Urch faz parte dos mais de 27 milhões de usuários dessa nova febre tecnológica chamada Instagram. Um aplicativo gratuito de compartilhamento de fotos para aparelhos móveis da Apple, criado pelo brasileiro Mike Krieger e pelo americano Kevin Systrom, lançado em outubro de 2010, que permite aos usuários fotografarem e editarem suas fotos, com um variado número de efeitos, e as compartilharem instantaneamente na rede. Isso, tanto na timeline do próprio aplicativo quanto em outras redes sociais, como Facebook, Twitter e em sites de compartilhamento como o Flickr ou o Tumblr. O vencedor do concurso faz parte também de um grupo mais restrito, que enxerga o celular como novo instrumento fotográfico, uma ferramenta imprescindível para a atual captura de imagens, profissionais ou não.
“Fotografar com telefone, hoje em dia, tornou-se uma coisa indispensável. Acho que esse ano eu cliquei mais com o iPhone do que com minha câmera ‘profissional’ ”, conta Alexandre. “Gosto muito de fotografia de rua, sem muita pose, e o celular permite fotografar sem que ninguém perceba. Você faz imagens espontâneas maravilhosas. É possível capturar até um segurança embaixo de uma placa de proibido fotografar”, brinca, exemplificando o maior ganho, na sua opinião. “As pessoas saem sem roupa, mas não sem o telefone.”
O fotógrafo húngaro Balazs Gardi registrou em celular o ambiente de guerra no Afeganistão. Imagem: Divulgação
O advogado Ricky Arruda também andava com seu celular/câmera para todos os lugares, fazendo cliques do cotidiano. Aderiu ao Instagram com a mesma naturalidade com que fez com a lomografia (febre nos anos 2000), buscando grupos para debater suas fotos com efeitos e distorções. Começou mais ou menos como um “tuiteiro da imagem”, como ele mesmo se definiu, mas, no final de 2011, recebeu de J. R Duran – fotógrafo conhecido por seu impecável trabalho com nus na revista Playboy – a alcunha de “Instagram man do ano”.

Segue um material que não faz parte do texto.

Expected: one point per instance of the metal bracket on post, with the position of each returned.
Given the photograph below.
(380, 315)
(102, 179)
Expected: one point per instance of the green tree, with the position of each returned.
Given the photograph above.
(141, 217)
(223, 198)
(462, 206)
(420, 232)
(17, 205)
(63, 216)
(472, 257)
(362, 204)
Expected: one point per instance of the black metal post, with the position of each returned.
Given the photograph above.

Postava diariamente algumas “bobagens”, até que seu perfil na rede ganhou respaldo e valor inesperados. Foi convidado a escrever um artigo que recebeu destaque de capa da revista Photo Magazine, edição de outubro do ano passado, realizou um ensaio de fotos sensuais para ilustrar uma matéria da revista Alfa e, para fechar o ano, fotografou a Miss Bumbum Rosana Ferreira para a revista Sexy, utilizando apenas o iPhone.
“Com isso tudo, creio que demonstrei que a foto com o telefone, desde que feita de forma correta e respeitando os limites do aparelho, pode ser, além de muito divertida, vendável”, defende Ricky. O aumento da resolução das fotos do iPhone já permite fazer impressões maiores, que alcançam alto valor no mercado. Ampliadas, fotos de celular têm sido vendidas para colecionadores e galerias por quantias que chegam a R$ 4 mil.
RECURSOS E EFEITOS
Com cerca de 30 imagens capturadas por celular comercializadas, o fotógrafo Toni Pires tem focado seu trabalho autoral exclusivamente no aparelho. Depois de cobrir por vários anos o São Paulo Fashion Week (SPFW), maior evento de moda do país, este ano, surpreendeu todos com um ensaio conceitual do evento. “Achava tudo muito fake, as modelos e as roupas não existiam, era tudo uma ficção”, conta, explicando a ideia geradora do ensaio. Foi com os aplicativos do celular que ele concretizou a “digressão” que tinha em mente. Já usava o iPhone desde sua primeira versão e, por conhecê-lo, idealizava os efeitos nele disponíveis, capazes de expressar em imagens as sensações de vazio e fuga.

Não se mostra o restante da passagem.